The most startling number in this week’s news was the extra £750 million spent on petrol by Tesco customers in the six months to August, compared with the same period last year. This wasn’t some Clarkson-esque craze for seeing off the downturn blues by taking the motor for a spin, but the inflationary impact of higher oil prices and fuel duties. As Tesco chief executive Phil Clarke observed, ‘That’s £750 million that could be spent in shops or paying off credit cards.’ Not surprisingly, like-for-like sales in his stores were at their most dismal since the recession of 1992.
But at Morrisons and Sainsbury’s, the year-to-date numbers are up a fraction. Clarke’s opposite number at Sainsbury’s, Justin King, says his customers are managing tight cash flows by changing their shopping patterns but that overall there’s ‘much too much doom and gloom’. Maybe he’s right, and maybe there’s a clue in this as to how the Chancellor could make a difference at modest cost to the Treasury. Petrol pump prices have been steady through the summer and the oil-price trend has been downwards since April — from well above $120 per barrel to around $105. That’s still high relative to the stagnant state of the economy, but the end of the Libyan conflict gives hope of further easing. And food prices are also on the turn: the UN Food and Agriculture Organisation’s index of food commodities fell to 225 last month having peaked at 238 in February.
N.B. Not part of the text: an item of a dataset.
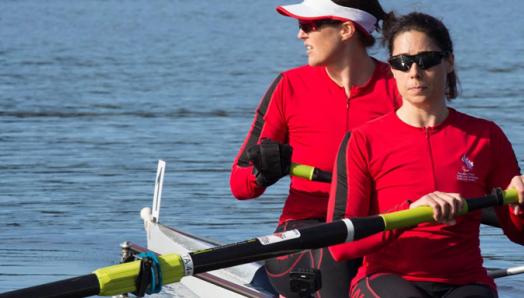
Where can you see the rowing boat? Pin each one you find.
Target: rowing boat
(247, 280)
(203, 273)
Add a supermarket discount war to these underlying shifts, and consumers might just start to feel more cheerful — at least that’s what retail analysts are predicting.
But it is the painful price of fuel (a penalty of more than £500 per year for the average family, according to UBS analyst Mike Tattersall, quoted in the FT) that ought to catch George Osborne’s eye as he drafts his autumn statement.